British biotechnology firm QuantuMDx last week announced an agreement with the Genome Institute of Singapore that will see the partners develop a genetic test specific to Asian populations on QuantuMDx's nanowire array-based platform.
The collaboration is an "important step" toward QuantuMDx's aim to "develop validated genetic tests for different populations worldwide," Maggie Love, business development executive at QuantuMDx, told BioArray News this week.
Love said that there was a need for such population-specific tests as "many genetic markers are identified in Western Caucasian populations and do not necessarily occur in other populations worldwide, making tests unfit" for Asian and other populations.
Established in 2008, Newcastle-based QuantuMDx develops and commercializes a number of devices capable of on-chip molecular diagnostics and sequencing. Among them is Q-POC, a handheld device that relies on sample preparation, extraction, amplification, and a nanowire biosensor to detect DNA sequences of interest in under 15 minutes, according to the firm (BAN 10/25/2011).
QuantumDX and GIS's collaboration will focus on disease-related markers discovered by GIS on Q-POC. According to a statement, the partners will design their first assay to to test patients in a cancer clinic or following surgery for the presence of the BIM deletion polymorphism, which occurs only in Asian populations.

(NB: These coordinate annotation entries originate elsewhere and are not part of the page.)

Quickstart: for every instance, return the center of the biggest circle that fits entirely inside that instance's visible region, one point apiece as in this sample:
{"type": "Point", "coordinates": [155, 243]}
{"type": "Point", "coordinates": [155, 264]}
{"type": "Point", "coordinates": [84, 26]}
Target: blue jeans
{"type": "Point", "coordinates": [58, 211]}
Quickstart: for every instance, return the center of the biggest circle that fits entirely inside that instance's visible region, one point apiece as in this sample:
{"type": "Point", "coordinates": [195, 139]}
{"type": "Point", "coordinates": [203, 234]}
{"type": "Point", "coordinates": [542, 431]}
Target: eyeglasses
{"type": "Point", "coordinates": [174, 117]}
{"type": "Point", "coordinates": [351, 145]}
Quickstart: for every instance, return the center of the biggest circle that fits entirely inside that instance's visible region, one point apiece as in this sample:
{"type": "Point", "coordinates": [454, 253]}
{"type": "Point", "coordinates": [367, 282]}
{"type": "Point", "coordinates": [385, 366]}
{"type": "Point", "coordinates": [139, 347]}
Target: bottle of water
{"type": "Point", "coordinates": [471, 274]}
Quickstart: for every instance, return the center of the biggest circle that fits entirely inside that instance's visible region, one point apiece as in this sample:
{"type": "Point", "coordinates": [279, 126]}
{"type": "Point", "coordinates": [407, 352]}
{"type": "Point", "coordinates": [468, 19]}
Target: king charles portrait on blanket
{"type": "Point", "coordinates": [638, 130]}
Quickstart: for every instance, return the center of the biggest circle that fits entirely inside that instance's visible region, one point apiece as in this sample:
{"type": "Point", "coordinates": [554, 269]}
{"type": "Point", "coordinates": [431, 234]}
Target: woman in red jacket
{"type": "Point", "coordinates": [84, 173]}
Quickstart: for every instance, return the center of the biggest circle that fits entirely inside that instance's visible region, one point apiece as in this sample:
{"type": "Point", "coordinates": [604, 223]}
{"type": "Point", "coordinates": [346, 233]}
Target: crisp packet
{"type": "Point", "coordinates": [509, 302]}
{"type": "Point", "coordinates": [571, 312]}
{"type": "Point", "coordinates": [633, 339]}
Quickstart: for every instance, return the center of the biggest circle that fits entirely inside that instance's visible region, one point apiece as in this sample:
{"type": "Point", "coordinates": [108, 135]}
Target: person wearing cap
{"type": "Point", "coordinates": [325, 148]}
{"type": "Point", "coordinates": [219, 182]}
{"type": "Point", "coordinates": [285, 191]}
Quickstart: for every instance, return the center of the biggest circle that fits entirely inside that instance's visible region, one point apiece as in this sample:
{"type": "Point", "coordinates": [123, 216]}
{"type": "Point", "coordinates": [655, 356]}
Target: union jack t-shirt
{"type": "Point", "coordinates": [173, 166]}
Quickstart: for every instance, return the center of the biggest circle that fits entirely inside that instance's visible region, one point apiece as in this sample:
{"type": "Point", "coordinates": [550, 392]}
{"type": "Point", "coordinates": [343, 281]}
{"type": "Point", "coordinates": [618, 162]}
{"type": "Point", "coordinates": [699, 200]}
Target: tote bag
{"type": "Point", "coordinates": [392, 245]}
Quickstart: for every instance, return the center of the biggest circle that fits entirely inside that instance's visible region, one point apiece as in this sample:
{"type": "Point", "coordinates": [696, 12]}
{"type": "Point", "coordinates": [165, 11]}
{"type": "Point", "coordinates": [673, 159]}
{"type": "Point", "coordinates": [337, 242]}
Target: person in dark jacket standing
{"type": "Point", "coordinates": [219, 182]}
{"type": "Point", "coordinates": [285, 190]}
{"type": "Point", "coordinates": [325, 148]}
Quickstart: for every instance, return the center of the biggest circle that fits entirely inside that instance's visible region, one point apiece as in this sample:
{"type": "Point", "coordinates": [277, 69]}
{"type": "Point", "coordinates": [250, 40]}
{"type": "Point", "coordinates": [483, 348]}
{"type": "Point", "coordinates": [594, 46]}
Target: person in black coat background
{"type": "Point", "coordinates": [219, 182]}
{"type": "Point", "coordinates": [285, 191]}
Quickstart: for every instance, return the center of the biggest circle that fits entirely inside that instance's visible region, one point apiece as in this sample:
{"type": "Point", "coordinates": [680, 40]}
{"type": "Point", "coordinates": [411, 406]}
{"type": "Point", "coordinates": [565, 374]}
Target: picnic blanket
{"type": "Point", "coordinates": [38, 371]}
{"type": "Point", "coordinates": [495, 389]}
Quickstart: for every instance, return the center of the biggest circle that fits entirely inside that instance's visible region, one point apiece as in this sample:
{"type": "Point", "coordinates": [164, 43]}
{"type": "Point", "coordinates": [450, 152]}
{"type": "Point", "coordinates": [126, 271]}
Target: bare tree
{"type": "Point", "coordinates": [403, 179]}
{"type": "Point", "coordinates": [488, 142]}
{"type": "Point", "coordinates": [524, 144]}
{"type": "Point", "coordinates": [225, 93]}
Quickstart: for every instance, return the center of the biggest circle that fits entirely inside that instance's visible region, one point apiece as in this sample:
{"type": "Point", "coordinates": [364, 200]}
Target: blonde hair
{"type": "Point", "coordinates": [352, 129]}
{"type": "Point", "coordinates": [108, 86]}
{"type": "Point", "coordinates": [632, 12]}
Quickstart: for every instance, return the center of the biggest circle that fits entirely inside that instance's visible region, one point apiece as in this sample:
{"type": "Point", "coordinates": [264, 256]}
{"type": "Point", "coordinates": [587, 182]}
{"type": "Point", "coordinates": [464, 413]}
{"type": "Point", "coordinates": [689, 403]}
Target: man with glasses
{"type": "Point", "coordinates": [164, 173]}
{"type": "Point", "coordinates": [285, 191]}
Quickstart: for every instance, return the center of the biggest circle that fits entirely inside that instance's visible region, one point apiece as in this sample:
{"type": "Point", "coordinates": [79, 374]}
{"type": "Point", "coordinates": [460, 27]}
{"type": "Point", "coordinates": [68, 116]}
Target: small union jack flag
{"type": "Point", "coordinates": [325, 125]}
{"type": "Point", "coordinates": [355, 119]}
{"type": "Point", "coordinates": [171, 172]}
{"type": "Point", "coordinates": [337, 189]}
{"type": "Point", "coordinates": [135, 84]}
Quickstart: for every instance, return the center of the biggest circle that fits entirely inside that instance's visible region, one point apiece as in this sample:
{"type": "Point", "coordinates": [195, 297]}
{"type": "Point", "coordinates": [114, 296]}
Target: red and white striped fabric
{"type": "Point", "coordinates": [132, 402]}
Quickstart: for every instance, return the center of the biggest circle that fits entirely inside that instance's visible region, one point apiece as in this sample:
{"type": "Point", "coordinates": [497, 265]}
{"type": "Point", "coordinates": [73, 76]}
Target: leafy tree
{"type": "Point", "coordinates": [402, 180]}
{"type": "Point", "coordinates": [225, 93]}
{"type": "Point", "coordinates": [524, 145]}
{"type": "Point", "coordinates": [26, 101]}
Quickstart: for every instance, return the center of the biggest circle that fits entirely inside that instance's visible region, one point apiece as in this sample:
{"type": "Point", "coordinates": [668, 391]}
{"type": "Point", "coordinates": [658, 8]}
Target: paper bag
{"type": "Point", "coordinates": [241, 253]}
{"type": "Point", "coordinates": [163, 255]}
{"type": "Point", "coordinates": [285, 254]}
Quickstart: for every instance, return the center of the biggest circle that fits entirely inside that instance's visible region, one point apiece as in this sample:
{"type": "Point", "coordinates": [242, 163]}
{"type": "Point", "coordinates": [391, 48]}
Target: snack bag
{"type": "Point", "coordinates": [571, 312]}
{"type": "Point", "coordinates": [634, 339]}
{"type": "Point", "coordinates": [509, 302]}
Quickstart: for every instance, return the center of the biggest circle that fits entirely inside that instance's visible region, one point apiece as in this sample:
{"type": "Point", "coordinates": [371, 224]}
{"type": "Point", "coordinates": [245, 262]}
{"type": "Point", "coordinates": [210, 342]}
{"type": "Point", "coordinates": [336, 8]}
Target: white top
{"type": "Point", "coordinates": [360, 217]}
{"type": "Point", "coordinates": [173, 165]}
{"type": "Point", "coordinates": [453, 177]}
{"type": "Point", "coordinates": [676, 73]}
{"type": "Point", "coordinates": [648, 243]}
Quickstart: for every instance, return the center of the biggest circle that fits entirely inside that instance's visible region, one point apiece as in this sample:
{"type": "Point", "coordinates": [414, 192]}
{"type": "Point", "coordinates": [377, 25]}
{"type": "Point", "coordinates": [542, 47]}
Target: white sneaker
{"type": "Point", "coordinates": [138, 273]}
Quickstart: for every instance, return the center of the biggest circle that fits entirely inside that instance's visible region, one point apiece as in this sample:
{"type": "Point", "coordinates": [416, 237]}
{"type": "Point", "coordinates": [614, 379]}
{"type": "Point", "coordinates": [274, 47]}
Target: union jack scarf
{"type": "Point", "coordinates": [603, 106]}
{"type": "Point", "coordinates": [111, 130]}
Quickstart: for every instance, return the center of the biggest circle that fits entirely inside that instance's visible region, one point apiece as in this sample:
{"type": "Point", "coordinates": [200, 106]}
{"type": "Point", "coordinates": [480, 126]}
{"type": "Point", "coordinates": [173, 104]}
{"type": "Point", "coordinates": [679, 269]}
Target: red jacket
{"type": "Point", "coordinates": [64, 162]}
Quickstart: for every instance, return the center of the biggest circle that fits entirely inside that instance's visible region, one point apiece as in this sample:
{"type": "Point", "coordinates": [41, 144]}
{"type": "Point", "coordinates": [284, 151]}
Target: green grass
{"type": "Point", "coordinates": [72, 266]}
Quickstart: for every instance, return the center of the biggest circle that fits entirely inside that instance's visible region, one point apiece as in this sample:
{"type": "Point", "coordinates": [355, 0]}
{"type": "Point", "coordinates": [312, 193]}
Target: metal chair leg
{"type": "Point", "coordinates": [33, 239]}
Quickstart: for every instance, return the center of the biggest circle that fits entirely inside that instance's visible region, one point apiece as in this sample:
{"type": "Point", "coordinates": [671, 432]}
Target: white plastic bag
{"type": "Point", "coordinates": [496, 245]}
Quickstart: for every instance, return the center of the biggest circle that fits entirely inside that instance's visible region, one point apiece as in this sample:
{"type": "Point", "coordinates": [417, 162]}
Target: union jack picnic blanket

GIS has previously shown that a BIM deletion can cause a patient's malignancy to be unresponsive to the standard tyrosine kinase inhibitor treatment regime.
Should the point-of-care device identify the BIM deletion in a patient, clinicians could prescribe the use of other chemotherapuetic agents, such as BH3 mimetics, for East Asian patients with kinase-driven cancers such as chronic myeloid leukemia and epidermal growth factor receptor-mutated non-small cell lung cancer.
Axel Hillmer, a senior research scientist at GIS, described the work as "technical in nature," and focused on "establishing a point-of-care assay for the BIM polymorphism." He told BioArray News that the successful development of the BIM assay on the Q-POC platform could lead to "potential other future collaboration."
QuantuMDx is managing the collaboration via its Singapore-based subsidiary, QuantuMDx Asia, which it established last August after several years of collaboration with GIS, as well as the Singapore Institute of Manufacturing and Technology and its Institute of Micro Electronics.
QuantuMDx CEO Elaine Warburton told BioArray News this week that GIS has been "closely following" the development of Q-POC over the past two years, and has been "encouraged by the ability and flexibility" of the platform. She added that QuantuMDx and GIS have discussed a number of other assays for influenza, dengue fever, cancer, and other conditions.
Warburton said that GIS has also expressed an interest in developing QuantuMDx's Q-SEQ platform, which relies on the firm's nanowire biosensors arrayed in various different formations and structures to provide both short reads and long reads. The company envisions the clinical deployment of Q-SEQ to identify virulent and drug resistant strains of bacteria and viruses, and prescribe treatments for individuals infected with them.
According to Warburton, the collaboration with GIS is an outcome of the company's strategy to develop disease-specific panels that are "developed for and validated on populations from the geographic regions in which they are sold," adding that several other such tests are in development.
Last September, the EU awarded QuantuMDx and partners at the University of London, University of Tuebingen in Germany, and the Karolinska Institute — collectively dubbed the Nanomal consortum — €5.2 million ($7.8 million) to develop tests to detect malaria infection and drug resistance in African populations. The company is also working with partners in India to develop a pharmacogenomic test for warfarin dosing.
"We are currently conducting a trial to ensure that our warfarin assay is validated for the Indian population," said Love. "The previous studies that have identified the three SNPs responsible for determining an individuals' warfarin metabolism were conducted on a Caucasian population," she said. "Our Indo-warfarin trial will ensure that these SNPs are also relevant in a Indian population."
Eunice Teo, executive director of QMDx Asia, told BioArray News that in both cases the clinical trial data would be used to support a CE-IVD mark ahead of filing for regulatory clearance in China, India, and Singapore, which require a device to gain regulatory compliance in its home market — Europe, in QuantuMDx's case — before it can be submitted for review.
According to Warburton, the firm's Asia-specific tests will start to go into trial in 2014. She noted that the BIM polymorphism will be the first assay to undergo such scrutiny.
Once available, Love said that QuantuMDx will commercialize the tests and make them available to markets with a "real need for POC testing," such as Africa and Asia.
"We do have assays planned for European and North American populations — for example, the warfarin assay could be very useful within the UK," said Love. "However, we will be moving into these markets further down the line."